Freddy McKenna was born in Fredericton in 1934; he was blind from birth. In spite of this, people remember him for his cheerful disposition.
He spent two years studying piano at the School for the Blind in Halifax. When he was 12 his parents bought him his first guitar. A neighbourhood girl taught him to play using the Hawaiian mode of playing. Freddy improvised a three finger style, holding the guitar across his lap as if he was playing traditional Hawaiian. The result was that he fingered the chords backwards.
He later learned to play fiddle, mandolin and banjo in the same way.

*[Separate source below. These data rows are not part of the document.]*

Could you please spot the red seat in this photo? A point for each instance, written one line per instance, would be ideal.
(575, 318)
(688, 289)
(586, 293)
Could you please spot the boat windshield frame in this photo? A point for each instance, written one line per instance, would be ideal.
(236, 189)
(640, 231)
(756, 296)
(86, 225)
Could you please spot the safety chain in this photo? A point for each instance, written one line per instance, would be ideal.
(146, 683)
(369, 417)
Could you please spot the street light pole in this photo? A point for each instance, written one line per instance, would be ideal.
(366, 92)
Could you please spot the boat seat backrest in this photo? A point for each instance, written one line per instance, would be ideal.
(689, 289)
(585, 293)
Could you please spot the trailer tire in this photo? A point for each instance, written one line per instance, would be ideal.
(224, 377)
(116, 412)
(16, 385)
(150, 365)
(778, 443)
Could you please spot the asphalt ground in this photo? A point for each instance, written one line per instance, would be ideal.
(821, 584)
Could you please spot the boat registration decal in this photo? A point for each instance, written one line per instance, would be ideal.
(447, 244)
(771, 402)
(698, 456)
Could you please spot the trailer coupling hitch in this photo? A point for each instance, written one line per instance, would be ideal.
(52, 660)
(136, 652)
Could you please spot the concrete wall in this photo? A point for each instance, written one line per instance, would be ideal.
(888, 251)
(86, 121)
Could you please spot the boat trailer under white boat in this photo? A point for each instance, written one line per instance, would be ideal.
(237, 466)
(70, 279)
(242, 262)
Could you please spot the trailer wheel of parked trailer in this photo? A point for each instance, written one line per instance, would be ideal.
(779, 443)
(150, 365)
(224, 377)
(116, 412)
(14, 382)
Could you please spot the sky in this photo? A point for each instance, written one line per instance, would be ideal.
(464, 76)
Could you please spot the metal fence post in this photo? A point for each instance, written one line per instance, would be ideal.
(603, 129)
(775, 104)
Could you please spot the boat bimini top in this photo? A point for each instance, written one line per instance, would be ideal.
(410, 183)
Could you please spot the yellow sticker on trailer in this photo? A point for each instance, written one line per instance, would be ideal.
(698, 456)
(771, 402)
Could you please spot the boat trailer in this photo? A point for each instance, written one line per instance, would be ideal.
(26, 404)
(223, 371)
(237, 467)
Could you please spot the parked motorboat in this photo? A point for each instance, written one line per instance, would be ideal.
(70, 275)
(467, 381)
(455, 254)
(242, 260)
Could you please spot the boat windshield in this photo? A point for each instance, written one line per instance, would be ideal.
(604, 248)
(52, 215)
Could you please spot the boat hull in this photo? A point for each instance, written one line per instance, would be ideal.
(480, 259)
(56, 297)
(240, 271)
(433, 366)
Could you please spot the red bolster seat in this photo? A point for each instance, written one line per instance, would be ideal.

By the time he was 16 he was playing for dances and local concerts. His first professional appearances were on the old Capital Co-op Saturday Night Jamborees heard over CFNB.
Kidd Baker, one of NB's leading country music stars heard him and took him on the road. He spent several years with Kidd's band, mostly in Ontario .
Recognition for Freddy came in the late 50's; he made several appearances in 1958 and 1959 on Don Messer's Jubilee resulting in such a reaction from viewers that when CBC put on a summer replacement for the Messer Show, Singalong Jubilee, Fred McKenna was written in as a permanent part of the show.
When the show went before the camera he quickly established himself as one of the most important ingredients in the show's recipe for success. During the years the show ran, first as a summer replacement, and later as a regular prime-time fall to spring feature, his gargantuan size, dark glasses and battered guitar was a familiar sight to viewers across the nation.
During his Singalong years, Freddy McKenna recorded three albums for Arc Records and later one for Camden .
He finished life, not as an entertainer, but as musical director for the George Hamilton TV show produced in Montreal .
On Friday, November 18, 1977 , Fred McKenna died quietly at his home in Toronto . He was only 43.
One of Anne Murray's lps bears the inscription, “Dedicated to the memory of Freddy McKenna, the man who first introduced me to country music”.
Art Marr ...Arthur Maher...was born in Sussex , but moved to Saint John in his pre-school years. At 14 he began playing Hawaiian lap guitar. Four years later, in 1946, he joined four friends, Bob Milner, Eddy Bailey, Eddie MacDonald and Frank McDermot, to form the Sunshine Boys and broadcast over CHSJ Radio. They stayed together for a year and did a number of live concerts in communities around Saint John .
Art played with various bands around the port city and in 1949 joined the troupe of Hal Breau and his Lone Pine Mountaineers as their steel guitar player. He was with Breau when the Maine balladeer recorded his big hit, “ Prince Edward Island is Heaven to Me”, for Canadian RCA. Other recording sessions and hits followed the PEI song, but it was the biggest seller. Due to his influence on the band's sound, Art was featured in the Breau Song Folios and sheet music published by the Canadian Music Company in 1950.
During these years with Breau they appeared in and around Nashville and Wheeling with such US stars as Hawkshaw Hawkins and Big Slim The Lone Cowboy and backed such acts as Don Red Barry and Sunset Carson on stage in St. John.
In 1952, Art formed his own local Saint John band to back Hal Lone Pine and his wife Betty Cody and fiddler Ned Landry on a series of CBC coast-to-coast broadcasts. During that same year, he did a stint as a disc jockey on a country music evening show over CFBC in an effort to keep real country music on the air.
For the next several years he continued to record and travel with Breau and appeared with him on several ABC Network shows in the US .
In 1955 he was a regular on the GWG Country Show over CHSJ-TV and in 1956 on the Curly O'Brien Show. Years of traveling with his own band followed.
In 1969 he launched one of NB's best known country shows, The Art Marr Country Music Jamboree which unfolded on the stage of the Lily Lake Pavilion each Sunday night for nearly three years. Some of the international greats who appeared on his show were: Lenny Breau, Lefty Frizzell, Tommy Cash, Tommy Overstreet, George Morgan and Hank Snow.
Art still leads an active life today although he ceased to operate the band several years ago. Many weekends he travels to Halifax or Bangor to jam with friends Pearson Friars and Dick Curless.